Good points. My cognitive and OI wasnt too bad but my PEM use to be quite severe. At one stage with work i was working 2 x 10hr shifts a week, i didnt have a choice of working shorter shifts and even with 2 shifts a week i was still having regular sick days. What i found was that when i wasnt at work i was mostly lying in bed(not sleeping, insomnia is a bitch), so after 5 days off i would have recovered enough to function for work and then the cycle would begin again. I think i was really in a constant state of pem, because when i would take a couple of weeks off for annual leave i would actually start to feel better by the end of the leave. I still think that those of us still managing to work, that PEM can be accumulative and fatigue builds until we can take a long enough break to recover back to our normal crappy selves??
So it was really hard to rate my function. It was sort of like eating my entire weeks food in 2 days and then not eating for 5 days, or using my entire weeks energy in 2 days and running on empty for 5 days. I think if i was able to rest properly then i would have been able to improve quicker, with the right treatments. But i some how managed to improve to where im working 3-4 days a week and not suffering on days off too much.
Some rate themselves in comparison to where they were pre cfs/me, if i did that i would still be less then 50% in function but actual suffering as in pain, headaches, brain fog etc are probably bigger improvements then my actual level of function, if that makes sense?
So a simple rating out of 10 just doesnt take everything into consideration as well as the ups and downs that occurr regularly. After the initial infections that started cfs off for me, the early stages i could function at a reasonably high level where i would exercise and work full time and then be almost bedridden for 2 weeks. Its hard to try and average all this out into a number out of 10.

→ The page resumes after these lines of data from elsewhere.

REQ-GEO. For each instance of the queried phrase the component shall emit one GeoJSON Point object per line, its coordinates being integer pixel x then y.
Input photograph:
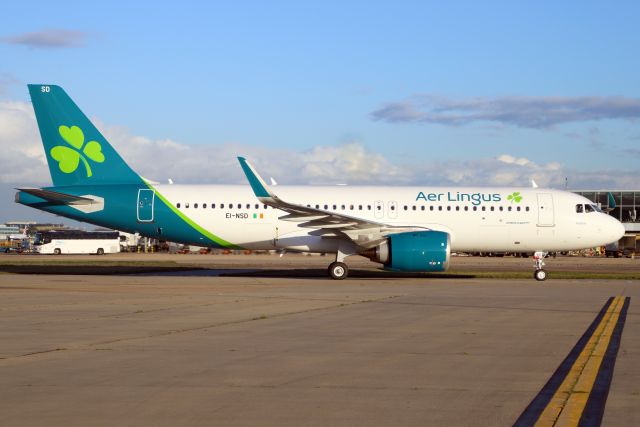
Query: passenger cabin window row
{"type": "Point", "coordinates": [587, 208]}
{"type": "Point", "coordinates": [457, 208]}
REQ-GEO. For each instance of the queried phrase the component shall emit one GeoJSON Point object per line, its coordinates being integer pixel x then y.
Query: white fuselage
{"type": "Point", "coordinates": [477, 219]}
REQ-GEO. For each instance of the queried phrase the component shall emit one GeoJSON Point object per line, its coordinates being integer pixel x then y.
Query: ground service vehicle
{"type": "Point", "coordinates": [77, 242]}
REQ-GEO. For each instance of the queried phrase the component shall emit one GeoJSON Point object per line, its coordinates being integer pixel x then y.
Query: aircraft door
{"type": "Point", "coordinates": [392, 209]}
{"type": "Point", "coordinates": [546, 216]}
{"type": "Point", "coordinates": [146, 198]}
{"type": "Point", "coordinates": [378, 209]}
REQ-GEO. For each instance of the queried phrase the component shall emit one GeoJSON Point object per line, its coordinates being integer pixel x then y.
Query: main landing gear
{"type": "Point", "coordinates": [338, 270]}
{"type": "Point", "coordinates": [540, 274]}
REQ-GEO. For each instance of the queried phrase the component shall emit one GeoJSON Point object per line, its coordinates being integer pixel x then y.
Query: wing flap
{"type": "Point", "coordinates": [364, 233]}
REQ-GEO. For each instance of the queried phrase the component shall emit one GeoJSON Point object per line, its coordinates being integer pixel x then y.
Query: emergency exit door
{"type": "Point", "coordinates": [146, 198]}
{"type": "Point", "coordinates": [546, 217]}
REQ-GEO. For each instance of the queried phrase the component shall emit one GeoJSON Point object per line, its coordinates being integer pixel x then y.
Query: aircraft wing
{"type": "Point", "coordinates": [364, 233]}
{"type": "Point", "coordinates": [57, 197]}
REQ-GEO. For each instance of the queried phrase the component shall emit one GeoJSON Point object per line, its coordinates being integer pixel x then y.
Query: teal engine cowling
{"type": "Point", "coordinates": [417, 251]}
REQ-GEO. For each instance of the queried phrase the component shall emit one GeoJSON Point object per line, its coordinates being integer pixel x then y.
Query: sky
{"type": "Point", "coordinates": [350, 92]}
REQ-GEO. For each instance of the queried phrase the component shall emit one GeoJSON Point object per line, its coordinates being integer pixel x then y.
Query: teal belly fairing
{"type": "Point", "coordinates": [121, 212]}
{"type": "Point", "coordinates": [420, 251]}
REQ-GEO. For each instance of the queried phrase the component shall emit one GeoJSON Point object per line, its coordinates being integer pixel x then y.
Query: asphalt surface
{"type": "Point", "coordinates": [182, 349]}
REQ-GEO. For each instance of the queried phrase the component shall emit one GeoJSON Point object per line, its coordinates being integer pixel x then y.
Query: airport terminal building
{"type": "Point", "coordinates": [624, 206]}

For me i think i find it easier to look back at where i was say 6 months ago and then maybe a couple of years ago, it sort of helps even out the bumps to help us gauge where we are at now. I have a pre cfs period i can remember, a pre antiviral period and now my post antiviral period that i can make comparisons to. After dribbling all of this, i think all we can really do is compare us to our own self. i think one person saying they are at a 3 out of 10 can be very different to another being a 3 out of 10??